Density functional theory study of rutile VO2 surfaces

TL;DR

This study uses density functional theory to analyze rutile VO2 surfaces, revealing the most stable surface orientation, particle morphology, and oxidation behavior, with implications for redox properties and surface chemistry.

Contribution

It provides new insights into the surface energies, morphology, and oxidation states of rutile VO2 surfaces using DFT calculations.

Findings

(110) is the most stable surface orientation.

VO2(110) surface is oxidized under various conditions.

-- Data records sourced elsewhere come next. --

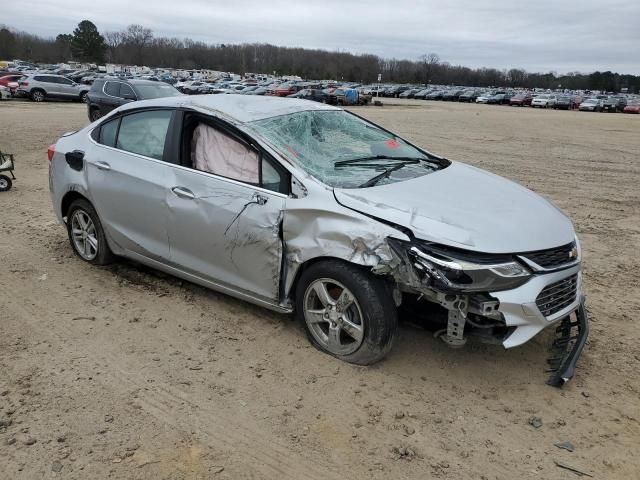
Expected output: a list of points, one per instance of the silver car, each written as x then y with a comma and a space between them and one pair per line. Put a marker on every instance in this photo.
303, 207
39, 87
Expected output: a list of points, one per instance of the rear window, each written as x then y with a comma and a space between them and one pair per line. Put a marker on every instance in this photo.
144, 133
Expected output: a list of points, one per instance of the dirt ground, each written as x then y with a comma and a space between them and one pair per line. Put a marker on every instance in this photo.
124, 373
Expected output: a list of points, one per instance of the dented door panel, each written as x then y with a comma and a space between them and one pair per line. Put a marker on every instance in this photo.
228, 232
129, 192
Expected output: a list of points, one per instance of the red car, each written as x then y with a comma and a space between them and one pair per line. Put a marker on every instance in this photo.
521, 100
632, 108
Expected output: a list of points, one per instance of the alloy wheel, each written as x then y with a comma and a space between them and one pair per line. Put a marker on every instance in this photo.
334, 316
85, 238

Surface vanadyl species are more favorable than peroxo species.

Abstract

We present the results of a density functional theory (DFT) investigation of the surfaces of rutile-like vanadium dioxide, VO2(R). We calculate the surface energies of low Miller index planes, and find that the most stable surface orientation is the (110). The equilibrium morphology of a VO2(R) particle has an acicular shape, laterally confined by (110) planes and topped by (011) planes. The redox properties of the (110) surface are investigated by calculating the relative surface free energies of the non-stoichiometric compositions as a function of oxygen chemical potential. It is found that the VO2(110) surface is oxidized with respect to the stoichiometric composition, not only at ambient conditions but also at the more reducing conditions under which bulk VO2 is stable in comparison with bulk V2O5. The adsorbed oxygen forms surface vanadyl species much more favorably than surface peroxo species.